Se o termo “atividade” for interpretado de forma mais ampla, acrescenta Renata, há o risco de tributação. “Eu não diria categoricamente que o cliente não será tributado no caso.”
Além dos dividendos, Renata vê o risco de incidir a contribuição social sobre equivalência patrimonial e receita de venda de bens do ativo imobilizado, que são excluídos expressamente na legislação do PIS e da Cofins. “Tudo que está claro, expresso nas leis do PIS e da Cofins, eu não tenho no projeto de lei da CBS”, afirma.
A advogada entende que a brecha impacta diretamente a atração de investimentos. “Vai ser um desastre se passar desse jeito. Mas acredito que seja um equívoco e não proposital.
Vanessa Canado, assessora especial do Ministério da Economia e uma das principais formuladoras da reforma tributária do governo, diz que a CBS não incide sobre dividendos, equivalência patrimonial ou receita de bens do ativo imobilizado. “É renda e não consumo. A confusão existe porque o PIS/Cofins misturava consumo e renda. Hoje a ideia é limitar ao desenho do consumo para alinhar débito e crédito”, afirma. “Estudamos ajustes, se forem necessários.”
Sócio da área tributária do escritório BMA Advogados, Daniel Loria entende que dividendos e equivalência patrimonial não são tributados pela CBS, mas reforça que a redação do projeto está deixando as empresas preocupadas.
“Precisa deixar claro no projeto de lei, não em entrevista, power point. Para ter a segurança jurídica que o governo quer, é preciso estar na lei”, diz Loria. O fato gerador para tributação pela CBS é a receita bruta de operação, mas o projeto não define o que é operação, o que já traria mais segurança se fosse feito, segundo o advogado. “Entre quem faz a lei e quem aplica há um mundo e anos de distância.”
Segundo Mauricio Maioli, sócio do escritório Feijó Lopes Advogados, a maioria das empresas têm alguma holding familiar em seu quadro de sócios. “A holding em sinão vende bens nem produtos, mas tem como atividade principal participar de outras empresas”, diz.
A maior preocupação hoje para o uso de holdings familiares está na tributação de dividendos, acrescenta o advogado, seja pelo Imposto de Renda ou qualquer outro tributo, como a CBS.

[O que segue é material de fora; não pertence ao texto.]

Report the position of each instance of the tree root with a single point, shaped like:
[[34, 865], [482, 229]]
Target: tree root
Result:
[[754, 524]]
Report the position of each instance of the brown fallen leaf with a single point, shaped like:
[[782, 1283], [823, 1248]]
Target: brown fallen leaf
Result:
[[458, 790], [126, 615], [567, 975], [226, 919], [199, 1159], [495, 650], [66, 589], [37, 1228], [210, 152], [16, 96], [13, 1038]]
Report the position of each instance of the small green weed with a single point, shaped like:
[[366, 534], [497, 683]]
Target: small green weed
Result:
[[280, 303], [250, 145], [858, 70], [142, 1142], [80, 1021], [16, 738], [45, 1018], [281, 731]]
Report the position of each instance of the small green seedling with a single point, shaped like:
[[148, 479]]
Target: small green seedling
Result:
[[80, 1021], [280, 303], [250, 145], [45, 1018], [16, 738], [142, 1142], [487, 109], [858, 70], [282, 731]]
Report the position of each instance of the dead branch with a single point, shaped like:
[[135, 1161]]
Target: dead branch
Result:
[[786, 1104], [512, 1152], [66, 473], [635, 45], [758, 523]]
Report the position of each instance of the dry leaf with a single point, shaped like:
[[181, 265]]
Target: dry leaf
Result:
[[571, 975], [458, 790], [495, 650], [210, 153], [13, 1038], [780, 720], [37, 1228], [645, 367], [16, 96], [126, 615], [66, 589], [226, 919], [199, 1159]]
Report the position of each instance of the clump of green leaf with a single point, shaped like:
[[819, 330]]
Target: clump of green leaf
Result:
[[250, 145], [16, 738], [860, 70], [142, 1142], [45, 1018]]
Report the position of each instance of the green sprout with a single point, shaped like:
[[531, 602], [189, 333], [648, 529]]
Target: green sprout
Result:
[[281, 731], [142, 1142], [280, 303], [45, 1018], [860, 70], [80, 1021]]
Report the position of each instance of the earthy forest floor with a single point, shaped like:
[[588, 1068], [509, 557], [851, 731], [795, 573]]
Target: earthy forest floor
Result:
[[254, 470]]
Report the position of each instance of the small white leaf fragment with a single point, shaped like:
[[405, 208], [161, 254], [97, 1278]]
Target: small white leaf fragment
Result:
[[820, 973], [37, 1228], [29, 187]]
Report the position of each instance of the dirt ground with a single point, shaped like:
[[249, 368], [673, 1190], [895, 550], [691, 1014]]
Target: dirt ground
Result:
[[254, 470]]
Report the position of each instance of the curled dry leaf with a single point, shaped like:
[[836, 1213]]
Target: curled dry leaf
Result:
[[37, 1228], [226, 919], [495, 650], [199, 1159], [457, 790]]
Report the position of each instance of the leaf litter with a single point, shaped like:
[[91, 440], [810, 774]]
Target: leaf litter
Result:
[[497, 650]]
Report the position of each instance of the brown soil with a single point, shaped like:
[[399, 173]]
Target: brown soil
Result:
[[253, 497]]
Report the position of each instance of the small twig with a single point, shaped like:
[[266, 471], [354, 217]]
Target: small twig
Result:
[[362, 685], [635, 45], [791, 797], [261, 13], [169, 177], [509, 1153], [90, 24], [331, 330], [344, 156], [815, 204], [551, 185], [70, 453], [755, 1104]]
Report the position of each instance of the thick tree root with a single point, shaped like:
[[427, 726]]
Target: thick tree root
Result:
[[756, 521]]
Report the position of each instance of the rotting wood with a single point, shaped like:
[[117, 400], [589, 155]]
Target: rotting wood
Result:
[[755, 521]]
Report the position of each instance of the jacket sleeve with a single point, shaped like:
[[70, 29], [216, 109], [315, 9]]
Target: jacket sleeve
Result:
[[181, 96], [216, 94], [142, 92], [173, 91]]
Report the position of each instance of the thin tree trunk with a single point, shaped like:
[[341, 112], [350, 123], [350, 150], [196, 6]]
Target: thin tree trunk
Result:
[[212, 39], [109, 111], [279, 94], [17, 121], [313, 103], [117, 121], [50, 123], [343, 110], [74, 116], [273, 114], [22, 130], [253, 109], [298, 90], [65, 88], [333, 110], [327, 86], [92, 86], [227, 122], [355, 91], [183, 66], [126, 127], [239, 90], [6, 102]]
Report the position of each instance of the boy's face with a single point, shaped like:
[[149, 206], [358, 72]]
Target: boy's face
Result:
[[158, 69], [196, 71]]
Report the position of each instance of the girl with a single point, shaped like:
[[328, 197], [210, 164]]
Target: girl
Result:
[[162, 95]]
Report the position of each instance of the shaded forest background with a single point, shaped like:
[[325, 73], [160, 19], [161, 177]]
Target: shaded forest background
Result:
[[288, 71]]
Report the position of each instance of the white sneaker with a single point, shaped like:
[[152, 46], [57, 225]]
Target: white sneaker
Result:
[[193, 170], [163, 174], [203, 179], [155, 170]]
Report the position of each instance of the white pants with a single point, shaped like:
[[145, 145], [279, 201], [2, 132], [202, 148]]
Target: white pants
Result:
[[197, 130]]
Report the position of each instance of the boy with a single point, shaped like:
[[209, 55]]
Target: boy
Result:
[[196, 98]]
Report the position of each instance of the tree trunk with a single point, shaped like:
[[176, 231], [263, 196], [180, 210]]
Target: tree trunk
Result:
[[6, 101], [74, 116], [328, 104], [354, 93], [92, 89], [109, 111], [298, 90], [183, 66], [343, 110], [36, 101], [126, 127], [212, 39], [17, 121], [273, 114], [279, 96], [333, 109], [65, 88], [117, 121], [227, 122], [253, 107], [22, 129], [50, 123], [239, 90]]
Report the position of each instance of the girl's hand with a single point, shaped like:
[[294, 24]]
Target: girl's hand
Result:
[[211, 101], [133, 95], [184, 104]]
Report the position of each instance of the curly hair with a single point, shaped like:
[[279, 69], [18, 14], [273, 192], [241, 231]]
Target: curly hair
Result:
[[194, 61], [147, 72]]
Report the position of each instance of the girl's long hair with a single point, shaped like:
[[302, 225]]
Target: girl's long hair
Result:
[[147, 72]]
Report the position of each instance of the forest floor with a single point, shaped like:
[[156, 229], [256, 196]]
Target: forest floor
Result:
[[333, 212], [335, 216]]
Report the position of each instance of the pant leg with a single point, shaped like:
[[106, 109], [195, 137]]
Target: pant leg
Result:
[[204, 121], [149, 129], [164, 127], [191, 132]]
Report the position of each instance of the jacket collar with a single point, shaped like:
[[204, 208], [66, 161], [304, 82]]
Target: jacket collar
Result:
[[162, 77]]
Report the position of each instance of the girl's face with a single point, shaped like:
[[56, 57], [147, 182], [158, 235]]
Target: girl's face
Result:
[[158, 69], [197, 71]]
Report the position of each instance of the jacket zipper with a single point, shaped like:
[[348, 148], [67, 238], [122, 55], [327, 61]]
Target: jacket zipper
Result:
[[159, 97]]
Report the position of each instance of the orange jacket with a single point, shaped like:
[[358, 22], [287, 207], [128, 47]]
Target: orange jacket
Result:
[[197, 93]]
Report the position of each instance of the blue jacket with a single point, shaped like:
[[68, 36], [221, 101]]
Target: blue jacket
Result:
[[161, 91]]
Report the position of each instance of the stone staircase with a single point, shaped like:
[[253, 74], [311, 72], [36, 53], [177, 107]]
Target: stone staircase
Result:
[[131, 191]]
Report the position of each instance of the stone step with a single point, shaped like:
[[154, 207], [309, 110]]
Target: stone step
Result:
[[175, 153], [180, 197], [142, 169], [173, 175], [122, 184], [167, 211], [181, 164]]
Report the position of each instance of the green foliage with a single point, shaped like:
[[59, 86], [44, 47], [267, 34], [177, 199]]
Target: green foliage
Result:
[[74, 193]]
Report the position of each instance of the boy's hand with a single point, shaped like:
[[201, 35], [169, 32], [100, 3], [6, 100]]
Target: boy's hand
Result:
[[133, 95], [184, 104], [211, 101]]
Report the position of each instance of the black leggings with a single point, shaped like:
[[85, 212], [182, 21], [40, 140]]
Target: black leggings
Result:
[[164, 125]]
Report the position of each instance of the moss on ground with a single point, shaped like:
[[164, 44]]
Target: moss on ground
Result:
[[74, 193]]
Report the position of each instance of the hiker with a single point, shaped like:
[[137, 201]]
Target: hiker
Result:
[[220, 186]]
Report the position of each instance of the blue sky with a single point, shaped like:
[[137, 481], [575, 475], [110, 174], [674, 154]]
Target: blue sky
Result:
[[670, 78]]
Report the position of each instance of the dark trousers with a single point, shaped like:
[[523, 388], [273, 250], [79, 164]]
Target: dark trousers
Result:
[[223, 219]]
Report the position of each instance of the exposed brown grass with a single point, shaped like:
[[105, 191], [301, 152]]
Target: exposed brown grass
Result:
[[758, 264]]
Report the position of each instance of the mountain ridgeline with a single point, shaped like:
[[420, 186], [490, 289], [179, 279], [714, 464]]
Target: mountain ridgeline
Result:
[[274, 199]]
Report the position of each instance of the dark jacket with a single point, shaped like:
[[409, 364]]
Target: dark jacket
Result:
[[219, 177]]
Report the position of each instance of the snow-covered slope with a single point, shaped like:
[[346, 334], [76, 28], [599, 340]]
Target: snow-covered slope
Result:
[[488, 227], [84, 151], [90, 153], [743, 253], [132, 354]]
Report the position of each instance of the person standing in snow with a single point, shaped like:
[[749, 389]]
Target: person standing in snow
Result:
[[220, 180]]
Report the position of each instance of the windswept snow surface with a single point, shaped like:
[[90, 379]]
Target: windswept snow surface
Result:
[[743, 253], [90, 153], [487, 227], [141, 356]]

O tributarista Breno Vasconcelos, sócio no escritório Mannrich e Vasconcelos e professor na FGV-SP, acredita que intenção do governo não parece ser a de cobrar CBS sobre receita das holdings pelo que consta na exposição de motivos do projeto. “Entendo que há a brecha interpretativa, mas seria um desvirtuamento de toda a estrutura da CBS”, diz.
Para o tributarista, não há a exclusão expressa como existe para o PIS e a Cofins porque a equipe econômica propôs uma legislação mais enxuta. “É uma brecha sim, mas seria um descalabro daqui a um tempo a Receita Federal tentar tributar dividendos.”
O professor reconhece que a origem da desconfiança está no próprio sistema tributário brasileiro. “Há uma desconfiança porque é assim que a gente vê o país nos últimos 20, 30 anos”, afirma.
Temos no Brasil a cultura da redundância, diz Edison Fernandes, sócio do escritório FF Advogados. “Tudo precisa estar escrito para não ter problema”, afirma ele, acrescentando que a remissão ao artigo 12 não inclui equivalência patrimonial, dividendo ou receita financeira. “Receita bruta não é atividade. A CBS não expandiu o que existe para o PIS e a Cofins.”
Apesar de acreditar que a Receita Federal não cobraria CBS sobre dividendos ou receita de holdings, o advogado pondera que o conceito que está no projeto de lei deixa aberta a possibilidade de existir mais contencioso. “Se já existe questionamento enquanto é projeto, se permanecer assim será judicializado”, diz.